As mandated by law, the state Land Use Commission (LUC) is plowing ahead, along with affected landowners and stakeholders, to see through the state’s Important Agricultural Lands (IAL) policy. But is the decades-long vision for a robust farming industry a mere mirage?
In 1978, the Constitutional Convention added a section to Hawaii’s Constitution requiring agricultural protection, self-sufficiency and diversification — but it wouldn’t be until 2005 that the Legislature enacted the IAL law to protect agriculture tracts statewide, with criteria for defining such lands and processes to preserve them. Incentives followed, such as tax credits for landowners, enabling big stakeholders such as Castle & Cooke, Alexander & Baldwin and Kamehameha Schools to voluntarily commit thousands of acres to be preserved for ag.
In all, the city has identified 41,407 acres as IAL on Oahu — a complex mapping that goes to LUC public hearing on Wednesday; it includes 1,781 parcels of private farmland covering some 11% of Oahu.
It’s an unprecedented process for mandatory ag preservation that could well draw challenges from some of the 1,800 landowners, with no clear method for mitigation.
All that uncertainty is compounded by uneasiness over the goal, as signs mount that the noble farming cause may already be lost. Much has changed in the 40-plus years since the Con Con codified the continuance of agriculture as sugar was dying in the 1970s, and then pineapple in the 1990s. The intent to protect lands to keep farming prominent, and attempts to diversify, are running up against the hard wall of reality.
Nowhere is that clearer than in a thought-provoking University of Hawaii Economic Research Organization briefing paper last month by Sumner La Croix and James Mak, “Reviving Agriculture to Diversify Hawaii’s Economy.”

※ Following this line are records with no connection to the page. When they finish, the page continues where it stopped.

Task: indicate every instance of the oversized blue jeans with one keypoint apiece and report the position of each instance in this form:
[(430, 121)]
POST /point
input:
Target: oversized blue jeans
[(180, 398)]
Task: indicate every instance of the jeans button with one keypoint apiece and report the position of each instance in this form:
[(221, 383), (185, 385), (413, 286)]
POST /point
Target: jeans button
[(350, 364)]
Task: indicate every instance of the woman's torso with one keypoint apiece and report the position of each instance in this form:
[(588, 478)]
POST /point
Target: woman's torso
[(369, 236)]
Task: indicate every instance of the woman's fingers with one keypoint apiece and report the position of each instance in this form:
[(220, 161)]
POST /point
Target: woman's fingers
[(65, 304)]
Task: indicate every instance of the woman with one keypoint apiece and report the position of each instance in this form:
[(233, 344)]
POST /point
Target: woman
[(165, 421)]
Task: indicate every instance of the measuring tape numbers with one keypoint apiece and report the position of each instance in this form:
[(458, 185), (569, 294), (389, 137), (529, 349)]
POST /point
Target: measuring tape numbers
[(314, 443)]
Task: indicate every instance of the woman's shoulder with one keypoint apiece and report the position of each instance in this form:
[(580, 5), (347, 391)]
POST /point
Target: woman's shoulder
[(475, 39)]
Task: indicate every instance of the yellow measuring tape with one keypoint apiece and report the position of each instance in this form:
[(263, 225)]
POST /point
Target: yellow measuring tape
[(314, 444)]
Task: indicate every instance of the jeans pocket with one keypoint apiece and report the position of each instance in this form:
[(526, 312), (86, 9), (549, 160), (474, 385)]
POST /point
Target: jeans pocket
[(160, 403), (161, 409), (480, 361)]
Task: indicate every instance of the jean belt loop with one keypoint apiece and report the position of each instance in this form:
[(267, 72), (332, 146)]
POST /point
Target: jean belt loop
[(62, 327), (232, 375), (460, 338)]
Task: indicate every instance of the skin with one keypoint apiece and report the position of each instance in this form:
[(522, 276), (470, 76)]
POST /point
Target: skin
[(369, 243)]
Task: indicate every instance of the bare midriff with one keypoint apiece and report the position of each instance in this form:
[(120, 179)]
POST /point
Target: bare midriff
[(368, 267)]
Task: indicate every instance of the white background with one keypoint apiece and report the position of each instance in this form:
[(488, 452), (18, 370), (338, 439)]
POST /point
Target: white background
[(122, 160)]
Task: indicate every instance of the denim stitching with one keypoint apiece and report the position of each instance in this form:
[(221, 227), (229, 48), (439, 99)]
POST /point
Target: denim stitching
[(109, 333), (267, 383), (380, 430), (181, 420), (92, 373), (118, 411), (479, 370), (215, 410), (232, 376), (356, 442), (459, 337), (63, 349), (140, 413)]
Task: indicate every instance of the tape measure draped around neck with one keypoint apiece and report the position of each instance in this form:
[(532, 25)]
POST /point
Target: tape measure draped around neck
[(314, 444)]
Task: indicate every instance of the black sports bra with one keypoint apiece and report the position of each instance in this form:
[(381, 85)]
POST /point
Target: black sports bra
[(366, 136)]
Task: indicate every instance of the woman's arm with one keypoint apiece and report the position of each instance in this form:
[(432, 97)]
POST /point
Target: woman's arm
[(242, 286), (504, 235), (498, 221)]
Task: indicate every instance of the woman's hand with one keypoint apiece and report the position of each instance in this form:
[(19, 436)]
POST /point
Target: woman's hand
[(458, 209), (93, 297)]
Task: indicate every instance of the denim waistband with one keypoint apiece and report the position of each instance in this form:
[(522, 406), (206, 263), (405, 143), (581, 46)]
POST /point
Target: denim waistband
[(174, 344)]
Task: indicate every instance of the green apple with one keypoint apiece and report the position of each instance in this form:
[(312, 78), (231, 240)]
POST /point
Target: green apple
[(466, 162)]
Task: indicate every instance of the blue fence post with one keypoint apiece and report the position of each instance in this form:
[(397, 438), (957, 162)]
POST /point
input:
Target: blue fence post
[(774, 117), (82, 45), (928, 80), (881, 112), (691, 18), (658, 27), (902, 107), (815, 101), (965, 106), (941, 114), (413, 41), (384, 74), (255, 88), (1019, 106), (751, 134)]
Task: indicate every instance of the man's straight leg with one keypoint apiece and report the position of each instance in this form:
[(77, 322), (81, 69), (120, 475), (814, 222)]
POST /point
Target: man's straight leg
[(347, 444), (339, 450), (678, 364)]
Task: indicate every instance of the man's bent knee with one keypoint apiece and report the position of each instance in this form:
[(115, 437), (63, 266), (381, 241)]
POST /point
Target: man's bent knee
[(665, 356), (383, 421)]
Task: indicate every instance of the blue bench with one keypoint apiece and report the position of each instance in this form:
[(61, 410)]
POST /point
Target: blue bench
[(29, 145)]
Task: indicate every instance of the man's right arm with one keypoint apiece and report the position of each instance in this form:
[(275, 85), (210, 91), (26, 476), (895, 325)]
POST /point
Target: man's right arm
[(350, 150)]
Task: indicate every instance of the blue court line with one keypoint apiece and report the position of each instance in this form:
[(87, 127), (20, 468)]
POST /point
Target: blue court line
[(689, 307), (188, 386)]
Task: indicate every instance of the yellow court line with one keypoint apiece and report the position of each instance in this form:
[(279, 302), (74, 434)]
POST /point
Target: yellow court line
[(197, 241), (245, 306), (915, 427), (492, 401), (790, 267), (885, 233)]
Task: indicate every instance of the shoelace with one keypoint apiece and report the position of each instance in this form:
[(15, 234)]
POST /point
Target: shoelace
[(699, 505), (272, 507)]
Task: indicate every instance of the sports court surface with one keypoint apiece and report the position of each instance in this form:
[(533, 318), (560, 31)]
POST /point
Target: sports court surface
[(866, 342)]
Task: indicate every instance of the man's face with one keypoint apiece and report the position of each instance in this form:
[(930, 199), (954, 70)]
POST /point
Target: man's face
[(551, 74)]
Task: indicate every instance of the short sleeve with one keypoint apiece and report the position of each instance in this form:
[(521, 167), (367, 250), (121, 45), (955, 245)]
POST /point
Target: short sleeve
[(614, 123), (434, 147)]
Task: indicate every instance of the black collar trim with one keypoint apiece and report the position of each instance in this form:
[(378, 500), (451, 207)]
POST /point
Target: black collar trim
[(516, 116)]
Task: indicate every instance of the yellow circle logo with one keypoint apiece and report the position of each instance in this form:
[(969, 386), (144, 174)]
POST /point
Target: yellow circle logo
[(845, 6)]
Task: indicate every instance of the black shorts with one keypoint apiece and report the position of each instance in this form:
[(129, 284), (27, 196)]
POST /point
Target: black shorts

It underscores the difficulty for small farms here, which have tended to perform poorly. In 2017, for instance, 78% of local farms had annual sales of under $25,000; 57% of local farms saw net losses in 2017. “Overall,” the report noted, “farming here has not been a very profitable business recently.”
Further, the University of Hawaii researchers call the state’s strategies to revive agriculture faulty and extremely costly. And pointedly: “The IAL program is also deeply flawed. Landowners of prime agricultural land dedicate their land to long-term use in agriculture in exchange for an array of benefits supplied by the state and counties.
“Promised benefits from the state and counties have, however, not materialized.”
It’s amid this landscape that the Land Use Commission will be vetting the city’s IAL map. Whatever Oahu’s agricultural future, only one thing is certain: It will be a tough row to hoe.